GAGGING DISSENT

"The most successful tyranny is not the one that uses force to assure uniformity but the one that removes the awareness of other possibilities, that makes it seem inconceivable that other ways are viable, that removes the sense that there is an outside."

This is what Allan Bloom said, in his book "The Closing of the American Mind". As an American, he was writing in a country that explicitly protects freedom of speech in its constitution.

Freedom of speech is not given the same priority in the Australian constitution but in 1992, the High Court found that the constitution 'implied freedom of political communication'.

This doesn't mean equal access to media, however. While the Greens are scoring 7.2% of the vote across the country, the ABC in its national programs gave much less of the broadcast time devoted to political coverage in last year's federal election campaign. On AM and PM, coverage averaged 2%. On the 7:30 Report it was 5.7%, but on Insiders it was a paltry 0.2%.
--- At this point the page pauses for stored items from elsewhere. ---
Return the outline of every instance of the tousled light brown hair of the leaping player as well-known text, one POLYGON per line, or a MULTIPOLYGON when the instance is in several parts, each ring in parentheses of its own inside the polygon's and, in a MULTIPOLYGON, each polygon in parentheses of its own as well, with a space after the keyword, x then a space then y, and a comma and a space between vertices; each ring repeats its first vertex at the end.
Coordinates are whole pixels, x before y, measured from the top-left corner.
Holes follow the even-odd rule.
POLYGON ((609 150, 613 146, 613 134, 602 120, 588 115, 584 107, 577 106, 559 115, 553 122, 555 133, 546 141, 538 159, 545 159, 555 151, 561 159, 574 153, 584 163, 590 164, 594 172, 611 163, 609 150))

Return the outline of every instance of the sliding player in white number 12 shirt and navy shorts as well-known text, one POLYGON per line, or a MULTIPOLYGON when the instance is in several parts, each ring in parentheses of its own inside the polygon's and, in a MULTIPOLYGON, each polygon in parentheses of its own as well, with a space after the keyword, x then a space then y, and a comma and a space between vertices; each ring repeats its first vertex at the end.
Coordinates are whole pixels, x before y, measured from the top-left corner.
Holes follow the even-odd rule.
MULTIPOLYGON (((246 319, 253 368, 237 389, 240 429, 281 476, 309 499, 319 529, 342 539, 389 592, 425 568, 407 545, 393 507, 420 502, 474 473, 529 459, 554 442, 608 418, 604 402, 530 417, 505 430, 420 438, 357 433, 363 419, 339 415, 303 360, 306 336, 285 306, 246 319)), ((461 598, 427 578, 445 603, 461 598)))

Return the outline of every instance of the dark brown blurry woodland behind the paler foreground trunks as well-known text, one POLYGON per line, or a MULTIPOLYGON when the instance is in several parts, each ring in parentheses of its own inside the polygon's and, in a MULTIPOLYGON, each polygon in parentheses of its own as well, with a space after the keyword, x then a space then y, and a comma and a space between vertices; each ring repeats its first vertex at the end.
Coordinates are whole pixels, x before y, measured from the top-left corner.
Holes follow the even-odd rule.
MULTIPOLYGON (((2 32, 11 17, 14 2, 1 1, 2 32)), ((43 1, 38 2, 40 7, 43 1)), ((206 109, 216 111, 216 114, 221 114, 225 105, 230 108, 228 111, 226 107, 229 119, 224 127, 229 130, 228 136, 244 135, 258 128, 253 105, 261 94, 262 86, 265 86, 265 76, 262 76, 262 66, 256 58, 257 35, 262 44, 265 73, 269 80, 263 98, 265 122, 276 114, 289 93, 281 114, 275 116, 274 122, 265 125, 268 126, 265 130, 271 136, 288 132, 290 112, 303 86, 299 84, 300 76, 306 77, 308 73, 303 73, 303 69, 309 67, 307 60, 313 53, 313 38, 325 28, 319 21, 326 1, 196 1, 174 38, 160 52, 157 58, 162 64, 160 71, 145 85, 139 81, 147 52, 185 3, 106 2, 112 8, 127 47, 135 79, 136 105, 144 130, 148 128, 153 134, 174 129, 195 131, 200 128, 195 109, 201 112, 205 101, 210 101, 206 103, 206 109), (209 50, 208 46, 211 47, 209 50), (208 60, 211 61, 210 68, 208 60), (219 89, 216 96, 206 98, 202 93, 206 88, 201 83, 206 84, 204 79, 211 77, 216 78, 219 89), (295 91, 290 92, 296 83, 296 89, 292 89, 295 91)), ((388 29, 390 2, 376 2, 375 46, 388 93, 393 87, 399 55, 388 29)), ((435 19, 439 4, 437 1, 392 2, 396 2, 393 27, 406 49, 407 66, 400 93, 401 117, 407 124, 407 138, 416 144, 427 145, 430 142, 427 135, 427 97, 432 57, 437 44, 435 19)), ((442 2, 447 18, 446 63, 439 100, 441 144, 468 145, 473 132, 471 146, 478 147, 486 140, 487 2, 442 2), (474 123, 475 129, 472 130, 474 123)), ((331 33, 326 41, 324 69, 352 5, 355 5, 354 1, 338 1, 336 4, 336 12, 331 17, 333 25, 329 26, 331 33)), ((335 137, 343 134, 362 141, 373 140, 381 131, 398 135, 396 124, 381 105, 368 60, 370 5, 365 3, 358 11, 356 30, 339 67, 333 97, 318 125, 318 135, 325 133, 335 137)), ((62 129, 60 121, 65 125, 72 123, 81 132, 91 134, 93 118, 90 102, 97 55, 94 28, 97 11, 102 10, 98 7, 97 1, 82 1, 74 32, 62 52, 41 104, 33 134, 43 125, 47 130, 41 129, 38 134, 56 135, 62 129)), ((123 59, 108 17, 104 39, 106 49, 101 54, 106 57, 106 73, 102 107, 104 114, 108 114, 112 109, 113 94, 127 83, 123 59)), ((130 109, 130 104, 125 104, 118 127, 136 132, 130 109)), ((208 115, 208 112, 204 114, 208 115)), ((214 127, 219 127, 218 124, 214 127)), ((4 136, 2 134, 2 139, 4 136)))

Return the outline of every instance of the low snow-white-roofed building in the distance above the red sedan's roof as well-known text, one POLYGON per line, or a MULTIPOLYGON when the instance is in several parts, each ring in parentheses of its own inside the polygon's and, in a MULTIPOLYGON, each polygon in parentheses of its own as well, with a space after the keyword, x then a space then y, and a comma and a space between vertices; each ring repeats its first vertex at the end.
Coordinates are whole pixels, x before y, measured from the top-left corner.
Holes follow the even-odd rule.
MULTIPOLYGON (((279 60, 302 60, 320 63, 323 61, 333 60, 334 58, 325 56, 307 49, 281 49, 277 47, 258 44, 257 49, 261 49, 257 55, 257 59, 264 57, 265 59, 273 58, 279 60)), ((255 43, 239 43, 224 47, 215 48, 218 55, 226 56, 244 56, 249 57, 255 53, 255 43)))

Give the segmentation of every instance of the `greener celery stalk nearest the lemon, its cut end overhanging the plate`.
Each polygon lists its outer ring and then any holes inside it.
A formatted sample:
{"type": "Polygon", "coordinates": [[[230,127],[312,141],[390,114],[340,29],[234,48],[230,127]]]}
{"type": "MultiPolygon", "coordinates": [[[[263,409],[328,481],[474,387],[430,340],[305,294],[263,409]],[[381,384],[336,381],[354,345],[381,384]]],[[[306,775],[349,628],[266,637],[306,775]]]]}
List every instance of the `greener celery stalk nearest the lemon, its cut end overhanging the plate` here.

And the High Court's decision hasn't stopped Gunns bringing a case against conservationists, politicians and environment groups for $6 million in economic torts or wrongs. Most of these alleged wrongs did not arise from any illegal activity, but rather from what Gunns is calling a 'corporate vilification' campaign. The techniques used included direct lobbying and use of media. Sounds like political communication to me.

The Gunns case is an example of SLAPP = strategic litigation against political protest. The Greens MPs have introduced a bill in the Tasmanian parliament to outlaw these types of cases. Similar bills will be introduced into other parliaments.

Given the High Court's 1992 decision, this shouldn't be necessary. But unfortunately, it is. Someone has to keep the bastards honest and protect the rights of everyone to express their views. Even if you may not agree with them.